Jennifer Ferro is expected to be promoted as KCRW's new chief, replacing outgoing chief Ruth Seymour.
KCRW-FM promoted its assistant general manager to the public radio station's top position today replacing outgoing chief Ruth Seymour.
The Santa Monica College Board of Trustees today approved the selection of Jennifer Ferro, who begins in her new position March 1. Ferro succeeds Seymour, who is retiring Feb. 26 after running KCRW for 32 years, said KCRW spokesperson Bruce Smith in a news statement.
Ferro served as the public radio station's assistant general manager. ``Jennifer epitomizes the perfect mix of traditional public radio experience, and the strategic and creative new media thinking that will be critical to KCRW's continued success in the years ahead," Chui L. Tsang, the college's president, said in a news statement.
The appointment caps a months-long search that had been narrowed to three finalists from an initial field of about 30 applicants, the newspaper reported. Santa Monica College holds KCRW's license and was responsible for the search to find Seymour's replacement.
``I'm thrilled to be able to get the opportunity to lead the best public radio station in the country and I'm excited to work with the station's incredible staff on the challenges and opportunities in front of us,'' Ferro said in a news statement. ``It's a dream job.''
Ferro, 41, has worked in many aspects of the National Public Radio affiliate's operations, including programming, marketing, fundraising and new media, since she joined KCRW's staff in 1994, according to a news statement.
``Jennifer is an ideal choice to lead the station forward,'' said Seymour in a news statement. ``She brings her own unique approach and vision to KCRW. She's innovative, courageous and independent. She's an experienced programmer, producer and fundraiser. She will make a terrific manager and I look forward to a KCRW under her leadership.''
Tom Taylor, executive news director of radio-info.com, an independent website that tracks the radio industry, called Ferro's appointment ``a vote for continuity and also a vote for the future."
Ferro, he said, `comes into the job with relationships that it would take an outsider a long time to build."
Among the challenges facing Ferro is making sure that KCRW's listenership is being accurately reflected in ratings numbers, The Los Angeles Times reported.
Last summer, Arbitron ratings showed KCRW trailing three other local public radio affiliates: classical KUSC-FM (91.5), news-talk KPCC-FM (89.3) and jazz KKJZ-FM (88.1).

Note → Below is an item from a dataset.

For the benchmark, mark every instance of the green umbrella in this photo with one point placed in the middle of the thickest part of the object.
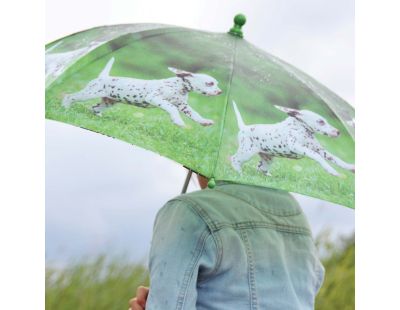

KCRW officials have insisted that the ``Portable People Meter" device being used to monitor listenership substantially undercounts the station's online audience, which is one of the largest Web audiences in the nation. It also does not count listeners to the station's broadcasts over its transmitters in Ventura County, Palm Springs, the Antelope Valley or near San Diego.
According to college officials, Ferro has been instrumental in developing KCRW's three live Internet radio channels, iPhone applications, blogs and various social media.
She also has been involved in planning a new facility for KCRW, which will be part of a new $61.2-million media-technology complex on the college's campus, The Times reported. The facility, set to open in 2013, will include a 1,600-square-foot performance space and a viewing gallery for audiences to attend live studio appearances, the newspaper reported.
Ferro is a Torrance native and UCLA graduate. She is the married mother of two daughters, 7 and 9, and coaches youth soccer. She also plays in an over-40 women's league as a striker, The Times reported.